وَ مَنْ يَتَوَكَّلْ عَلَى اللهِ فَهُوَ حَسْبُهُ.

“….dan barang siapa yang berserah diri kepada Allah maka Allah-lah Dzat yang mencukupinya….” (ath-Thalāq [65]: 3).

Maka ketika engkau ingin mengurus suatu kebaikan untuk dirimu maka janganlah engkau mengurusnya lagi akan tetapi hanya berserah dirilah kepada Allah.

Ketiga, ketahuilah bahwa sesungguhnya ketentuan (qadar) Allah itu tidak berjalan sesuai tadbir-mu, bahkan kebanyakan hal yang terjadi pada dirimu itu adalah sesuatu yang tidak pernah engkau pikirkan dan rencanakan.

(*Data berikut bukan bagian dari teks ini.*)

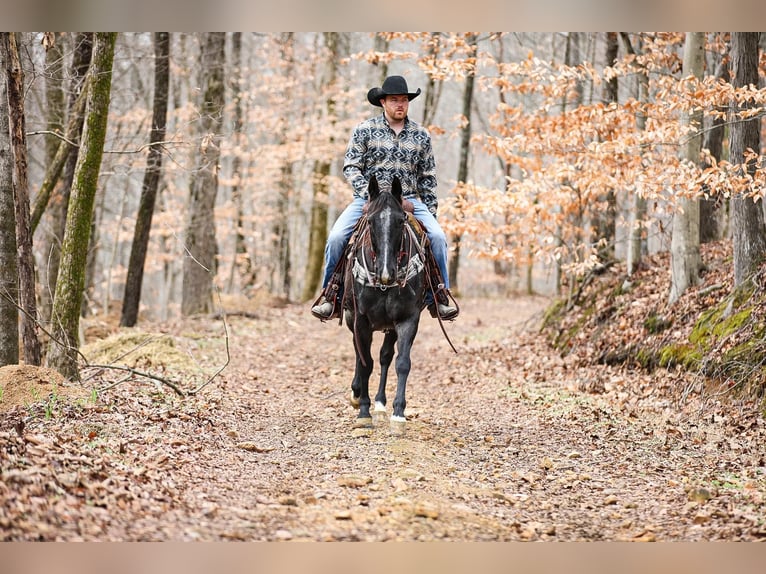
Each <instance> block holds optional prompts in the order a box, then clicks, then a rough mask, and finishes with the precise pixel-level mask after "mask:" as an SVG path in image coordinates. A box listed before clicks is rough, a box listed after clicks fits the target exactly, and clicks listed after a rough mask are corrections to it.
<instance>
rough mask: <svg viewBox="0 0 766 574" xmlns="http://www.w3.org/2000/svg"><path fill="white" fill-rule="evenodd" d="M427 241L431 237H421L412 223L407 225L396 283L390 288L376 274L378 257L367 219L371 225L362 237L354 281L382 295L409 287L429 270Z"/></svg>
mask: <svg viewBox="0 0 766 574" xmlns="http://www.w3.org/2000/svg"><path fill="white" fill-rule="evenodd" d="M426 240H427V236H426V235H425V234H422V235H421V236H420V237H418V234H417V233H415V231H414V229H413V226H412V223H411V222H409V221H406V222H405V224H404V231H403V233H402V240H401V242H400V245H399V251H398V253H397V255H396V281H395V282H394V283H391V284H388V285H387V284H385V283H381V281H380V278H379V277H378V275H377V273H375V271H374V269H375V260H376V259H377V253H376V252H375V249H374V247H373V245H372V236H371V232H370V223H369V216H367V221H366V222H365V224H364V226H363V227H362V229H361V231H360V234H359V238H358V241H359V246H358V248H357V250H356V253H357V256H356V257H354V264H353V267H352V274H353V276H354V280H355V281H356V282H357V283H359V284H361V285H363V286H365V287H373V288H376V289H380V290H381V291H387V290H388V289H390V288H392V287H398V288H399V289H402V288H404V287H405V286H406V285H407V281H409V280H410V279H412V278H413V277H415V276H417V275H418V274H419V273H420V272H421V271H422V270H423V268H424V267H425V242H426Z"/></svg>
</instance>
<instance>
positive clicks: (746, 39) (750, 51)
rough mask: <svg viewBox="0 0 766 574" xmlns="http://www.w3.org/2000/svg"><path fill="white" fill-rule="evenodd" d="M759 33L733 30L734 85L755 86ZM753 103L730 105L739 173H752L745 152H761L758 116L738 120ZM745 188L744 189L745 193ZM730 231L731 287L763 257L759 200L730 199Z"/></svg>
mask: <svg viewBox="0 0 766 574" xmlns="http://www.w3.org/2000/svg"><path fill="white" fill-rule="evenodd" d="M758 34H759V33H758V32H732V34H731V63H732V84H733V86H734V88H735V89H736V88H742V87H746V86H751V85H752V86H757V85H758ZM749 107H752V104H750V105H748V104H746V103H743V104H740V105H738V106H737V104H736V103H735V104H734V105H733V112H732V113H733V114H734V116H733V117H732V125H731V126H730V132H729V133H730V135H729V154H730V161H731V162H732V163H733V164H735V165H743V173H741V174H740V175H741V176H743V177H744V176H748V175H752V174H753V173H754V172H755V167H756V166H755V165H754V162H753V160H748V158H747V155H748V153H753V152H754V153H756V154H757V153H758V152H759V151H760V133H759V130H760V125H761V124H760V117H759V116H755V117H754V118H750V119H745V120H743V119H741V118H740V117H738V116H737V114H738V113H739V112H743V111H746V110H747V108H749ZM746 191H747V190H745V192H746ZM731 206H732V232H733V241H734V286H735V287H738V286H740V285H742V284H744V283H745V282H746V281H747V280H748V279H749V277H750V276H751V275H752V273H753V271H754V270H755V269H756V266H757V265H758V264H760V263H761V262H763V259H764V256H766V237H764V228H763V226H764V217H763V210H762V208H761V205H760V203H756V202H755V201H754V200H753V199H752V198H751V197H749V196H748V194H747V193H738V194H736V195H735V196H734V197H732V199H731Z"/></svg>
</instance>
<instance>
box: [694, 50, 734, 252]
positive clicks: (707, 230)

Keempat, ketahuilah bahwasanya Allah-lah yang menguasai segala kerajaan; 7 langit, 7 bumi, ‘arsy, kursy, dan tidak ada satupun yang ikut serta berkuasa. Kesemuanya itu tunduk pada apa yang diperintahkan Allah s.w.t. dan berserah diri pada tadbīr Allah, maka lebih besar manakah antara kepala manusia dan langit beserta bumi seisinya? Sehingga engkau tidak mau menerima tadbīr Allah dan engkau masih saja ikut serta mengurus dirimu.

Kelima, engkau sudah mengetahui bahwa engkau adalah milik Allah, jika engkau sudah dimiliki Allah maka dirimu bukan lagi milikmu dengan dalil bahwa engkau tidak bisa membuat kesembuhan pada dirimu sendiri. Sehingga, sesuatu yang bukan menjadi milikmu maka tidak layak bagimu untuk mengurusnya, karena engkau akan meng-ghashab, sebab memerintah yang bukan milikmu. Adapun sesuatu yang engkau miliki maka kepemilikan itu hanya menurut hukum syara‘, bukan menurut hukum ḥaqīqī. Maka pahamilah!

Keenam, hendaknya engkau ketahui bahwa engkau ini hanya bertamu kepada Allah. Karena semua dunia ini adalah ibarat “desa”-Nya Allah, dan engkau itu hanya beristirahat di dalamnya, sekadar bertamu kepada Allah. Adapun hak-hak tamu adalah tidak perlu ikut mengurus makanan apa yang hendak dimakan, bahkan jangan ber-ikhtiyār untuk membuat hidangan sendiri karena pemilik rumah pasti sudah mengatur hidangannya. Begitu pula jika yang didatangi (dikunjungi) adalah raja yang amat kaya raya, maka tidak layak bagimu untuk ikut serta mengurusnya hingga mencapai tiga hari. Karena sabda Rasūlullāh s.a.w.:

الضِّيَافَةُ ثَلَاثَةُ أَيَّامٍ

Hidangan tamu itu selama tiga hari.

Engkau bertamu kepada Allah s.w.t., sedang satu hari menurut Allah sama dengan seribu tahun menurut perhitungan harimu. Allah berfirman:

وَ إِنَّ يَوْمًا عِنْدَ رَبِّكَ كَأَلْفِ سَنَةٍ مِمَّا تَعُدُّوْنَ.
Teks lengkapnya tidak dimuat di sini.